= Civil Aviation Museum of Azerbaijan =

Civil Aviation Museum of Azerbaijan (Azerbaijani: Azərbaycan Mülki Aviasiya Muzeyi) is a civil aviation museum that has been operating under the auspices of the National Aviation Academy of the Republic of Azerbaijan since April 2005.

== History ==
The National Academy of Aviation was established in 1992 as the "National Aviation Center". In 1994, the center was renamed the National Aviation Academy.

In April 2005, the management of CJSC “Azerbaijan Airlines” decided to create a museum of civil aviation of Azerbaijan.

== Legislative framework ==
The Civil Aviation Museum is guided by the Law of the Republic of Azerbaijan “On Museums", "Instructions for the registration and protection of museum valuables and museum collections of the Republic of Azerbaijan" of the Ministry of Culture and Tourism of Azerbaijan and other state documents.

== Structure ==
The museum consists of funds and exposition departments, a complex of 5 educational and laboratory buildings, a pilot training center, the Heydar Aliyev Museum and the Museum of Aviation History, a library, etc.

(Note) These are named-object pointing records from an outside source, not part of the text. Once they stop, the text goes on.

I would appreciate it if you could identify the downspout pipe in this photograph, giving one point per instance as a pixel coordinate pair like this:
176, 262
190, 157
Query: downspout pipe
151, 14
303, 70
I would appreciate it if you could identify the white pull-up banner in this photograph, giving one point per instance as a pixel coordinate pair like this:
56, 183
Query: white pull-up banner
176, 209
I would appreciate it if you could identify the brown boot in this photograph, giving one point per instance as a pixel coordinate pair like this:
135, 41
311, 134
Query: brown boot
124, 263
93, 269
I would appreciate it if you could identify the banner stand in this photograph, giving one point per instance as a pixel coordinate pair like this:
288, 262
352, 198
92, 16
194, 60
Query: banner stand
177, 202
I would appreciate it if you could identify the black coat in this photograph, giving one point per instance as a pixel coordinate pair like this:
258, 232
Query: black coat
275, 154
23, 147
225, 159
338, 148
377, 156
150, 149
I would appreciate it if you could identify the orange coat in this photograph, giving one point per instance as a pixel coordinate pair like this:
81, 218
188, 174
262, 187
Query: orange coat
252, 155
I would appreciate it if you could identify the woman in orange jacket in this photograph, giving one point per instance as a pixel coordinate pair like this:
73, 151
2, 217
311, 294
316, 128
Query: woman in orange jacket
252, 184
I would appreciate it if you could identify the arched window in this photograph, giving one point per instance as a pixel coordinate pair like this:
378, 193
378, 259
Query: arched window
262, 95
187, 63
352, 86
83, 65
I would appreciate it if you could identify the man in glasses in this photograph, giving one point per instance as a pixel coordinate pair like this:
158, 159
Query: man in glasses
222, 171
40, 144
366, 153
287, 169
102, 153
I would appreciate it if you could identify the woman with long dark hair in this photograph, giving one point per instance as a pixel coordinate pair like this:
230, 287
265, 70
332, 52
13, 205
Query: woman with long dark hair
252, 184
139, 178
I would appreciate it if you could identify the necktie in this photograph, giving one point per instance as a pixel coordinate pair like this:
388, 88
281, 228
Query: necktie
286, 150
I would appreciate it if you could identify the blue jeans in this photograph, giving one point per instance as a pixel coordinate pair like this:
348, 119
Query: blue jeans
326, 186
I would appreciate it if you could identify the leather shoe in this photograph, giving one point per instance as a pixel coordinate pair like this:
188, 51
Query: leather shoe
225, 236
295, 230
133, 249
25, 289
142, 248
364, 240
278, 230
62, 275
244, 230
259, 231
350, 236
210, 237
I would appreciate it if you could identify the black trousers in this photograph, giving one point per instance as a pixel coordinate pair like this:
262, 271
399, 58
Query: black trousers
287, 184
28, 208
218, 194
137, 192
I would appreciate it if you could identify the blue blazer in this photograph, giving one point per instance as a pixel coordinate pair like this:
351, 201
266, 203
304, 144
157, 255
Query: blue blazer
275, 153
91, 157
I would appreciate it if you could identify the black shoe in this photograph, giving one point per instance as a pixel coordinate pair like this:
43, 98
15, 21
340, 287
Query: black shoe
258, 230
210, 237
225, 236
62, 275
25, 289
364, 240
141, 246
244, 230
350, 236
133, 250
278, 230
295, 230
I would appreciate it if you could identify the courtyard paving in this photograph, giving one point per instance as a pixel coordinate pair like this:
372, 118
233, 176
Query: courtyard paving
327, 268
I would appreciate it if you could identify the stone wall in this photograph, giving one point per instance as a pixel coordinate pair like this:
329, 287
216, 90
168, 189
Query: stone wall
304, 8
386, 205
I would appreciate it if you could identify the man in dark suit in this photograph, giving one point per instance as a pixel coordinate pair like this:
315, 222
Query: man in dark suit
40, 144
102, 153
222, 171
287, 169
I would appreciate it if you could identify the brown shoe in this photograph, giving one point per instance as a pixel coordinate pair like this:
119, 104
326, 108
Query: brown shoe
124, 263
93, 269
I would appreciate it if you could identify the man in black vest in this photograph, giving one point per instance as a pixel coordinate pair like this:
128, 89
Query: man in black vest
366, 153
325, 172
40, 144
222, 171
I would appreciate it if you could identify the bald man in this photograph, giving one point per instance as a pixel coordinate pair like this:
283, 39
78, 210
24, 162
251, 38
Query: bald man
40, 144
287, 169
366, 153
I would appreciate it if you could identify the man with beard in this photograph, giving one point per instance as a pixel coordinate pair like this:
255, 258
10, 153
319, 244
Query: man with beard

=== Department of funds ===
The Department of funds of the museum performs the functions of collecting, protecting museum objects, conducting accounting and registration work. The museum's collection includes visual aids, newspaper materials, manuscripts, copies of state documents, samples of fine art, etc. Their total number is more than 10 thousand. These materials were obtained from the National Archive Department of Azerbaijan, the Archive of political documents, the State Archive of Film and Photo Documents, the National Museum of the History of Azerbaijan, the Institute of History of the National Academy of Sciences of Azerbaijan (ANAS), the Azerbaijan State Television and Radio Broadcasting CJSC, the National Library named Mirza Fatali Akhundov, the Embassy of Azerbaijan in Belarus and other sources. In addition, the museum's fund stores documents and personal belongings of family members of pilots.

=== Exposition Department ===
The opening ceremony of the exposition department was held on February 29, 2008. Among the events held in this department, there are lectures, excursions, exhibitions ("Pilots of Azerbaijan in the Great Patriotic War”," Pilots who participated in the Karabakh war”, "The history of our republic in political persons”, "March Days", etc.).

For its special contributions, in 2016, the Civil Aviation Museum was awarded an Honorary Diploma of the Interstate Civil Aviation Committee.